The Second Deputy Chairman: That is not a matter for the Chair at this juncture. The House has already decided those matters. There is nothing that I, personally, as the Chair this evening, can do about it.
That, at the sitting on Tuesday 31st January, proceedings on the Motion for the Adjournment of the House in the name of the Prime Minister relating to pensions may continue, though opposed, for three hours or until Ten o'clock, whichever is the later, and shall then lapse if not previously disposed of.[Tom Watson.]
Mr. Andrew Pelling (Croydon, Central) (Con): I present a petition on behalf of the IsItFair council tax campaign, on this occasion sponsored by the Monks Orchard residents' association in my constituency.
That the year-on-year above-inflation increases in Council Tax are causing hardship to many and take no account of ability to pay: further, that the proposed property revaluation and re-banding exercise will make an already flawed system even worse.
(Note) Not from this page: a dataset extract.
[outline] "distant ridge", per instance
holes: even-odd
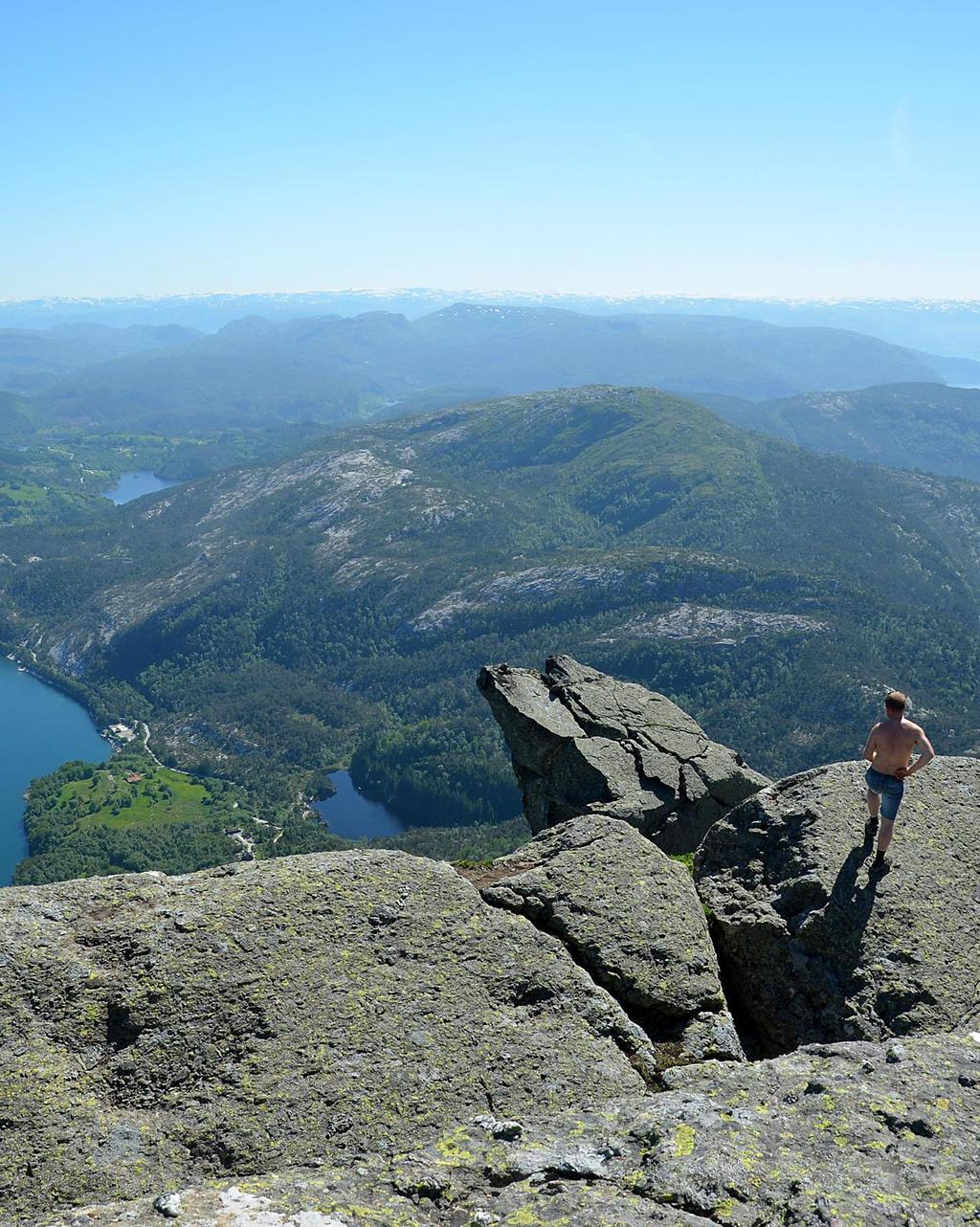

The Petitioners therefore request that the House of Commons votes to replace Council Tax with a fair and equitable tax that, without recourse to any supplementary benefit, takes into account ability to pay from disposable income, such tax to be based on a system that is free from any geographically or politically motivated discrimination, and that clearly identifies the fiscal and managerial responsibilities of all involved parties.
Mr. Ben Wallace (Lancaster and Wyre) (Con): I am relieved to have been called for this debate, because it is certainly timely that the constituents of Lancaster and Wyre should be given answers as to their fate if they work in the Department for Work and Pensions across the Fylde coast. The Fylde coast has a number of DWP sites, including Norcross in my constituency, Peel Park, Warbreck in Blackpool, and Lytham St. Annes. I also have numerous constituents who work at the Department's Preston Dock site.
To date, there have been 169 redeployments off site from Norcross, and 56 on site. According to the Public and Commercial Services union, some 800 jobs have already gone as a result of the current review. The job losses are planned not in a consistent and strategic way but in a haphazard way. My experience, after visiting the site, was that a number of civil servants had been told that, as part of the review of manning levels in the Department, their service had been centralised. The Pension Service is an example of that. Those civil servants had been removed from their former role and redeployed on site, perhaps to the Jobcentre Plus service. Having been there for a short time, they were then told by Jobcentre Plus that it was embarking on job cuts, and that they would either be redeployed again off site, or be told to wait until another agency of the Department had decided how to reconfigure the service. All this sounds rather farcical, and it is certainly not good for the civil servants, who want to know where their future lies.